An irony worth noting is that much credit for winning the Cold War should go to the people Reagan so disliked as governor of California -- the hippies, the anti-Vietnam War protesters and counter-culture figures who in the 1960s produced the music, ideas and ethos of non-conformism that appealed to the educated youth suffocating in the communist world. Those who had the most access to the West, including the children of elite apparatchiki or professionals, found themselves drawn more to Lennon than Lenin, more to Mick than Marx.
Just ask Pavel Palazchenko, the bald, mustachioed interpreter who stood between Reagan and Gorbachev whenever they met. In the 1960s, he studied at the elite Institute of Foreign Languages in Moscow, where, he recalls in a wise, little-noticed 1997 memoir, the "stupidity of the official ideology was not even funny." For relief, he and his fellow students "scraped enough [money] together for parties with girls and a lot of drinking (vodka was cheap in those days). And we had the Beatles," he said.

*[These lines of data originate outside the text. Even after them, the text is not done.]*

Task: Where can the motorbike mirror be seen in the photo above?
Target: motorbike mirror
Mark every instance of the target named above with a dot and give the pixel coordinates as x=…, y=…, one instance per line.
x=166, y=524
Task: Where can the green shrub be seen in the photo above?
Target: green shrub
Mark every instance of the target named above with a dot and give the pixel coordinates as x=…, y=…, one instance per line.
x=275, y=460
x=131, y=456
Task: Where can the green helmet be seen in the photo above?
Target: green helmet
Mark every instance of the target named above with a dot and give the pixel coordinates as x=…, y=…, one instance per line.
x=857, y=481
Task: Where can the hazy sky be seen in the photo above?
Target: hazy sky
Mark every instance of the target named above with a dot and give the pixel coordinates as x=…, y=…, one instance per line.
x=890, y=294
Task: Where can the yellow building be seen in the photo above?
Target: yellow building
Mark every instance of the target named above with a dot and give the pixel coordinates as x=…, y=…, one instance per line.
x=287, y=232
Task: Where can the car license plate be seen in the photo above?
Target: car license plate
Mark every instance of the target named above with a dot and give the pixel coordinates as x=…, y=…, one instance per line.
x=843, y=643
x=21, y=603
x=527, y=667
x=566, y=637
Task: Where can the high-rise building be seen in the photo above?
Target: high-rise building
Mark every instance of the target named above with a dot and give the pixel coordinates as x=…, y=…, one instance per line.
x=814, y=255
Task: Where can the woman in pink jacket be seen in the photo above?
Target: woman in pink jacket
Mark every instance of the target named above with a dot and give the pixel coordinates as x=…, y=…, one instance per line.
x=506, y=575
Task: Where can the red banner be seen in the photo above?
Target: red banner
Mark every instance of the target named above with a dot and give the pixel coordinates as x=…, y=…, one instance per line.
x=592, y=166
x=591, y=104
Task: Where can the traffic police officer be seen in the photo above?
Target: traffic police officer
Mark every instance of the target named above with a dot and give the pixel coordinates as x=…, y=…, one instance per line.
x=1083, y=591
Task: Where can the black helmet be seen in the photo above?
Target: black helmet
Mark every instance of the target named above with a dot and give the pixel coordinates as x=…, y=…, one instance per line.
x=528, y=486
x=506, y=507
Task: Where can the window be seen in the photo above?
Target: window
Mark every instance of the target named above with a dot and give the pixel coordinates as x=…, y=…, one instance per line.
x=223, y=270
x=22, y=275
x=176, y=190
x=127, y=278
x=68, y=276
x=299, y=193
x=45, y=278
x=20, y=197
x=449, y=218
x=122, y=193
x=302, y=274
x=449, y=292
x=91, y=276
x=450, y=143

"We knew their songs by heart. . . . To the Beatles, even more than to my teacher of phonetics, I owe my accent. But I and my . . . contemporaries owe them something else too. In the dusky years of the Brezhnev regime [1964-1982] they were not only a source of musical relief. They helped us create a world of our own, a world different from the dull and senseless ideological liturgy that increasingly reminded one of Stalinism. . . . I believe that only some of us in those years drew inspiration from [dissident physicist] Andrei Sakharov, for we had not yet matured enough to understand his vision. But the Beatles were our quiet way of rejecting 'the system' while conforming to most of its demands."
Not all Soviet leaders were oblivious to these subversive influences. In December 1980, the month after Reagan's election, KGB chief Andropov circulated a confidential memorandum to the Central Committee. It wasn't about the president-elect, but about the murder of John Lennon that month. Andropov reported that "in many of Moscow's establishments of higher education," anonymous posters had appeared to organize a demonstration in memory of the ex-Beatle. "The KGB has taken the necessary measures to identify the instigators of this gathering and is in control of the situation," Andropov assured the party elite.

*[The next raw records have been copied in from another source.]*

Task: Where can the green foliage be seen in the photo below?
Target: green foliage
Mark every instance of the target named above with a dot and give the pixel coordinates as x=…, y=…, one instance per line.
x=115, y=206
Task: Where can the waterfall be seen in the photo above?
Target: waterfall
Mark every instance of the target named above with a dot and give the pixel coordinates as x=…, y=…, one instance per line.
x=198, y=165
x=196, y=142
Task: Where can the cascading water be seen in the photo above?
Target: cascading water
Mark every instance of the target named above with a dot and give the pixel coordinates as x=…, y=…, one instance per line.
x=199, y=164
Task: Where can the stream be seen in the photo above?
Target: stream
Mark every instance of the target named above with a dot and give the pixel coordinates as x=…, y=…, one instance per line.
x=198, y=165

But the KGB was not "in control of the situation." By the late '80s, an underground rock scene flourished in the land of "socialist realism." When the whole edifice tumbled to the ground, former dissidents around the old Warsaw Pact, like Vaclav Havel, hailed (and in some cases erected new statues to) such figures as Frank Zappa, Pink Floyd, Lou Reed and James Dean.

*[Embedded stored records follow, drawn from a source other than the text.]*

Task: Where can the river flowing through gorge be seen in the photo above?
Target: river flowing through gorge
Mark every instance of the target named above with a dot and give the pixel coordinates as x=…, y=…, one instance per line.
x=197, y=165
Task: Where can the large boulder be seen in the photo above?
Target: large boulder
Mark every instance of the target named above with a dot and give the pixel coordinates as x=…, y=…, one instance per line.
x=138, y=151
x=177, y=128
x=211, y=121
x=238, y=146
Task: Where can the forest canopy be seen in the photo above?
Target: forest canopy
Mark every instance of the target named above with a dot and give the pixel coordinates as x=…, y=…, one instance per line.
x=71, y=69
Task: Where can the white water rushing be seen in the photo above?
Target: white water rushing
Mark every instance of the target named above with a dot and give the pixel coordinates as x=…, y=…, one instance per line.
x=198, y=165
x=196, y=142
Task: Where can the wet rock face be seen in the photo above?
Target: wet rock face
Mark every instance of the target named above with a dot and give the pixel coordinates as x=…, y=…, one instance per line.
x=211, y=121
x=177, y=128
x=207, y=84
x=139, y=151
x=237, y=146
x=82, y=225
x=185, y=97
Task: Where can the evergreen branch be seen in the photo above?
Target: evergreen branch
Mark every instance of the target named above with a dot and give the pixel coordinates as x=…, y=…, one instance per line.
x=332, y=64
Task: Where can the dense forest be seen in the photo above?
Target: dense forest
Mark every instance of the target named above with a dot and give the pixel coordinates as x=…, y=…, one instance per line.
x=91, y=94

Reagan gave a push to the tottering statues of Marx and Lenin, but his role was, in all likelihood, peripheral rather than central -- it's simply premature to say with any degree of certitude. In the meantime, the outpouring of hagiographic praise of Reagan for slaying the Soviet dragon says as much about us as about him. The blend of sentimentality, Cold War triumphalism and superficial news coverage reflects the dangerous American habit of neglecting the world's complexity in favor of drawing a self-indulgent, solipsistic caricature of international affairs.